Predicted international growth
Talking to installers and partners, it’s very clear to me that they are predicting sizeable growth in the UK and Europe, along with a continuation of impressive growth from the highly reliable Asian markets. Despite recent upheaval in the region, there are also signs that the Middle East will see increased growth in 2017.
Some sources are predicting double-digit growth within the UK’s access control segment, which seems achievable. This is an area that’s less ‘commoditised’ than some security segments and doesn’t rely on simply mass-producing the cheapest hardware.
By contrast, recent years have seen CCTV and intruder alarms become highly commoditised, as the market has been flooded with increasingly cheaper and cheaper (but by no means necessarily good value-for-money) solutions which have made it harder still for established players with a long-term vision and development roadmap to compete on fair terms.
Interestingly, we’re seeing an increased market interest in new and highly usable access control systems such as Bluetooth Low Energy readers and open protocol solutions. These technologies are gaining ground because they’re highly cost-effective and offer security operators and consumers unprecedented choice in how they employ security.
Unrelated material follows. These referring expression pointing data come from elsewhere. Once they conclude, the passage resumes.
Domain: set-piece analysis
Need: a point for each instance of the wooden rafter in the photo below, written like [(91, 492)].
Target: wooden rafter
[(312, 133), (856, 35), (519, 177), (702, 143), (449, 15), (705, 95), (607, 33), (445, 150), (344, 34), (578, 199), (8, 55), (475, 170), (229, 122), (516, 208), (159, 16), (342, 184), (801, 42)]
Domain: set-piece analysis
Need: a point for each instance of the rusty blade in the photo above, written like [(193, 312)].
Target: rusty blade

The downside for the security industry – and, ultimately, consumers – is that this could also lead to a more commoditised market with cheap, but inferior solutions, bloating choice options but at the same time reducing opportunities for greater investment from more innovative suppliers.
The concept of truly open protocol systems has been around for a long time, but I believe 2017 will be the year when talk turns into action. There was always going to be a tipping point when open systems went from being ‘desirable’ to ‘essential’, and all indications are that the balance is now shifting. This is game-changing, but I believe it’s inevitable and will ultimately be a very positive transition for everyone concerned.
Manufacturers will now have the impetus to build systems which operate with a range of software from other providers. This will often be the case with other key security providers’ systems, but also, as we are increasingly finding, with the security solutions from Physical Security Information Management providers that don’t develop their own hardware offer.
There have never been greater opportunities for security providers of all types to talk to one another and ensure all the bases are covered with regards to co-operation and alliances.
Key products and features
This is always an area of popular interest. It’s fair to say that the key products for the New Year were coming to the forefront in 2016.
There’s already a very keen interest in wireless locking systems, so naturally any security solutions that integrate with and use their considerable benefits will be market winners. By offering easy installation with a minimum of fuss, along with instant IP connectively, it’s easy to see why there’s so much interest here.
General integration of these wireless locking systems is equally important, be that with CCTV systems, intruder alarms or centralised data systems such as MS Active Directory. Ensuring that any new security systems join the current mix will continue to be very important in 2017.
We’ve also seen a big upsurge in CCTV and intruder alarm providers looking to gain better integration with situational management and VMS software from security manufacturers. This demonstrates just how compatibility has become a key differentiator for these important market segments.
Interestingly, having been courted as ‘The Next Big Thing’ a few years ago, we’ve seen a noticeable drop in interest in NFC (Near-Field Communications) systems in recent months. While I believe NFC still has a place in the security mix (and indeed we still produce readers that cater for it), 2017 looks like being the big year for Bluetooth Low Energy authentication instead.
I believe Bluetooth Low Energy has more scope, being far more mobile platform agnostic than NFC, and is easier to use, so subsequently it’s more straightforward to provide readers for it. It seems like a far better way of using mobile device authentication, which is ultimately a very sensible and pragmatic way of providing security end users with a highly convenient and cost-effective authentication option.
Despite the recent political and financial upheavals in the UK and internationally, the security industry is still very buoyant and, I believe, in great shape to meet the considerable demand for our world-renowned products. With exciting technology on offer and confidence from the market, 2017 will be a highly positive and potentially very successful year for our sector as a whole.